La Pita dei Dimenticati

Alessandria del Carretto non è il paese della Pita, di Radicazioni, delle zampogne, organetto e Tarantelle…è solo il paese dei Dimenticati, si, il noto documentarista Vittorio de Seta lo aveva capito già nel 1959.

Alessandria del Carretto

5 febbraio 2014 – Foto di Carmine Adduci – Alessandria del Carretto

Venne infatti non per filmare la ritualità della Pita ma per denunciare un paese isolato, dimenticato da tutto e da tutti. Lo spiega chiaramente nel commento “opportunamente” tolto nella raccolta-rieditata “Il mondo perduto” della Feltrinelli. Nel commento descrive una comunità appartenente ad un mondo spento, arcaico, dimenticato, parla di un paese condannato, di una strada in sfacelo, un paese in balia di un sortilegio, della tecnica che si arrende alle alluvioni e alle frane, di una comunità che da secoli attende la speranza. Siamo nel 2014 ma ad Alessandria il tempo sembra essersi fermato a 50 anni fa.

pita
Dietro i volti baciati dal sole estivo ci sono ombre di solitudine, isolamento e abbandono.
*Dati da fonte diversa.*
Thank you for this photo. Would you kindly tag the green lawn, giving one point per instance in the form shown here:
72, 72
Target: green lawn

Dietro le cartoline colorate di spot pubblicitari del paese mare/monti, della tradizione dei suoni e delle ritualità ci sono persone reali che vivono un disagio inquietante. Disagi dovuti alla precaria assistenza sanitaria e sociale, alla quasi totale assenza di servizi, dall’assenza dei più comuni mezzi di informazione. Sono giorni che il paese è isolato e i mass media hanno solo fatto dei piccoli accenni alla situazione. La strada è franata in più punti e i disagi aumenteranno sicuramente nel tempo. Il paese si sta sfaldando in tutti i sensi, non ha più certezze nel futuro, la rilassatezza delle feste sembra quasi provocare un camuffamento della realtà, siamo proprio noi dell’Associazione F. Vuodo a scrivere questo pensiero, noi che da dieci anni organizziamo Radicazioni facciamo autocritica.
La realtà della comunità è ben diversa dalla realtà artefatta delle feste. Dopo i fatti di “cronaca orografica”, ci sentiamo in forte imbarazzo nei confronti della nostra comunità, vogliamo denunciare lo stato di estremo abbandono e isolamento che ha posto Alessandria del Carretto ai margini di ogni logica del vivere civile, di una vita fatta di diritti e doveri. Gli alessandrini che partono compiono scelte sofferte e contrastate, a volte mai capite da chi resta. Noi siamo per l’agire collettivo. Chiediamo a tutti di unirsi alla nostra lotta, una lotta comune.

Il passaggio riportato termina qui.